The rule I contend for is this: that the statutes of this State authorize counties and municipal corporations to be sued in garnishment, but that this general authority to sue does not repeal the rule of public, policy which forbids it in case such garnishment will embarrass them in their governmental functions. This principle is expressly ruled in Lewis v. City of Denver, 9 Colo. App. 328, 48 Pac. Rep. 317, and Troy Laundry & Machinery Co. v. City of Denver. 11 Colo. App. 368, 53 Pac. Rep. 256, wherein it was held that although the statute expressly authorized municipal corporations to be garnisheed, yet that this statute would not be held to authorize garnishment of the salary of a municipal officer because public policy forbade it. I think it finds support also in the decisions of this court in Post v. Love, 19 Fla. 634, and Crescent Ins. Co. of New Orleans v. Bear, 23 Fla. 50, 1 South. Rep. 318. In those cases it was held that garnishment does not lie against an executor during the progress of the administration of an estate to reach a legacy bequeathed to a debtor, and that a debt due a partnership can not be garnished by a creditor of one of the parties, although the statute authorizes the writ to issue against “any person *274or persons,” which clearly embraces executors and persons indebted to partnerships. Although our statute by the use of the term “third person” would embrace persons who act as-receivers, clerks of the court, sheriffs or other officers holding money in a fiduciary capacity, yet many courts hold and probably this court would hold that no recovery could be had in garnishment against them, not because such receiver, clerk or sheriff is not a “person,” but because public policy forbids it. They are not exempt from suit because not embraced in the garnishment statutes, but no recovery can behad against them on grounds of public policy if the facts are made to appear.

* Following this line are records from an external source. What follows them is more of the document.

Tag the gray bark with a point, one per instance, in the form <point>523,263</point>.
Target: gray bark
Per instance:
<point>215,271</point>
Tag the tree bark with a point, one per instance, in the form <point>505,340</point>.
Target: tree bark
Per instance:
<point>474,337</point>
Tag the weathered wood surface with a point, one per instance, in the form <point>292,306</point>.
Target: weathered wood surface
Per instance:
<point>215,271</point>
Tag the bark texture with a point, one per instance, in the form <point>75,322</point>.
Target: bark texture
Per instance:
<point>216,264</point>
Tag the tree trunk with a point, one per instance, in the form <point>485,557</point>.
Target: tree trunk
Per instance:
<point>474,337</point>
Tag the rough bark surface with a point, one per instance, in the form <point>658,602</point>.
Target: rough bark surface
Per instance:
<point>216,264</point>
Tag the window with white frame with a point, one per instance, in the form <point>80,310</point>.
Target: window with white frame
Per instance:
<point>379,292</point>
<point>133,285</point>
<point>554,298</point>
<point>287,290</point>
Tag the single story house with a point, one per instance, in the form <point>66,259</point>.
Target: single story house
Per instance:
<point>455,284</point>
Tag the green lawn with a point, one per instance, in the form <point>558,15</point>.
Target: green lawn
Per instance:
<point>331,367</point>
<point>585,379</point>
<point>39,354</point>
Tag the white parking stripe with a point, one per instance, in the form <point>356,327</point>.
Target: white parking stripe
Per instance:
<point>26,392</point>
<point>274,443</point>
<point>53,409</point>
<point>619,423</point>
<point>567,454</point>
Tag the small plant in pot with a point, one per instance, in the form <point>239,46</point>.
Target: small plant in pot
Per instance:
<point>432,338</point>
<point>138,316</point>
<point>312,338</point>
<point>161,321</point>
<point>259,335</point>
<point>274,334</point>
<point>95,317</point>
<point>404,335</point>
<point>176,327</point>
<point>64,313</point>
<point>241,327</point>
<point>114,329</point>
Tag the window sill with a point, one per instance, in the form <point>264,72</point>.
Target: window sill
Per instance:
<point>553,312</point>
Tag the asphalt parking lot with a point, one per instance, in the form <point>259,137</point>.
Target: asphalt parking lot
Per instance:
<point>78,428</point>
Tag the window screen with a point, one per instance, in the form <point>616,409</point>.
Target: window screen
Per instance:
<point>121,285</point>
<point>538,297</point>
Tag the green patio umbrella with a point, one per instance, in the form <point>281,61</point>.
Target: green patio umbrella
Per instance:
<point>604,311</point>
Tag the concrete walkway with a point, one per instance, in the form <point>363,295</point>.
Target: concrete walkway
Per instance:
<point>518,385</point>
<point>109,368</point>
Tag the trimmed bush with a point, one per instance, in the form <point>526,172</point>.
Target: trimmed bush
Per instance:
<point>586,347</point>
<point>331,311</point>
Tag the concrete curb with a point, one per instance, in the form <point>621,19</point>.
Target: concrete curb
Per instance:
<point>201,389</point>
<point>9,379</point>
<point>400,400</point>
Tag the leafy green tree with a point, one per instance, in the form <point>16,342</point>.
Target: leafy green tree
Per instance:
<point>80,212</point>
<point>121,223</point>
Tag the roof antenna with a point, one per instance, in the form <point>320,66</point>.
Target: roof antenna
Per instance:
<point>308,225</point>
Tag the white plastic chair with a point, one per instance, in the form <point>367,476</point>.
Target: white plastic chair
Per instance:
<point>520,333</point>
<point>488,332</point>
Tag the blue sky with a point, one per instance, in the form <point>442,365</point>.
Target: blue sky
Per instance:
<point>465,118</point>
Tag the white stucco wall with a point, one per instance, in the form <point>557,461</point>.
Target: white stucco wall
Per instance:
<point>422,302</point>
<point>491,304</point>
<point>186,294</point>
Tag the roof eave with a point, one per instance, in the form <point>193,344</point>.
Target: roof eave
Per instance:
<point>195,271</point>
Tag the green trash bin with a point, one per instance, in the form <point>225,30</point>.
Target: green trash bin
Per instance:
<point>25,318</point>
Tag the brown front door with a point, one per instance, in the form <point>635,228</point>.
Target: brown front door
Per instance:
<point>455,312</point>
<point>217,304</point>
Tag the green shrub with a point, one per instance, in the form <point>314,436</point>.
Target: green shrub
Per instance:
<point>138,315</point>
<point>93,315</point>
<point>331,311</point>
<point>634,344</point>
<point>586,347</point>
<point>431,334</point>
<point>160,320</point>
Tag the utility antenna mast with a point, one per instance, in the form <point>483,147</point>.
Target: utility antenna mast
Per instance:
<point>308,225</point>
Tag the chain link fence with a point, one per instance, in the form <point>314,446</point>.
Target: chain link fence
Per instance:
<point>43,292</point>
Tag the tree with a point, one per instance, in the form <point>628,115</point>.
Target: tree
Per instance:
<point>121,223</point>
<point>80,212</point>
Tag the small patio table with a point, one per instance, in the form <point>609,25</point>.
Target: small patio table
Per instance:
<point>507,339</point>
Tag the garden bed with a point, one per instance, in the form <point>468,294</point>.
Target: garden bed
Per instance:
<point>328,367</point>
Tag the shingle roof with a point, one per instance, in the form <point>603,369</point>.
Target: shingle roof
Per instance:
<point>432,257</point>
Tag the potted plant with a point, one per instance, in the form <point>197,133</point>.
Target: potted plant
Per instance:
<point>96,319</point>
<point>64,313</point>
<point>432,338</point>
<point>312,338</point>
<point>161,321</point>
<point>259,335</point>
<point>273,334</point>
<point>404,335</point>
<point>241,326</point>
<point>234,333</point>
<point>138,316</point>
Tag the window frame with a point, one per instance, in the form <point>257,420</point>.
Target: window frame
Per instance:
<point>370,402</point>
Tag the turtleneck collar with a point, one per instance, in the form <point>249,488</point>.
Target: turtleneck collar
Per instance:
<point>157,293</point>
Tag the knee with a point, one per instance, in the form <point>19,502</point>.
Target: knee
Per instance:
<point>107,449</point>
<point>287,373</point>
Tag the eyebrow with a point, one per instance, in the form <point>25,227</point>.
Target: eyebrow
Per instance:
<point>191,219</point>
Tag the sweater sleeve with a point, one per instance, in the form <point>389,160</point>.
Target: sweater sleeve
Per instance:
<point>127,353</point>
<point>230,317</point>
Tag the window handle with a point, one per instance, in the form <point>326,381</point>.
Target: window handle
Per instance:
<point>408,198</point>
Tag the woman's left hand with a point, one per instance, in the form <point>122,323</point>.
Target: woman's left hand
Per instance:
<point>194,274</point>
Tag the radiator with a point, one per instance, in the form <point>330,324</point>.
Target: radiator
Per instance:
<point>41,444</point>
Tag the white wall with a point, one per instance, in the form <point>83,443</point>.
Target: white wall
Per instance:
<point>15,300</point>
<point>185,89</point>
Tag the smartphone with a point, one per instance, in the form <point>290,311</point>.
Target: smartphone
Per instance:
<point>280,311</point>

In the present case the county made no defense. It does not affirmatively appear upon the fact of the record that the debt sought to be garnished was one which was exempt from garnishment upon grounds- of public policy, and the default admits that it was not. I think, therefore, that the judgment ought to be affirmed. I regard the principle decided in this case as an important one, and sufficiently broad to exempt cities and towns from garnishment, and to declare absolutely void any judgment against municipal corporations in garnishment proceedings, because the courts have no jurisdiction to render them. Because of its importance and the great hardship upon creditors of withdrawing from the grasp of process in their favor all debts due by cities, towns and counties, of whatever nature, I have thought best to express my views at length.
In my opinion the judgment ought to be affirmed.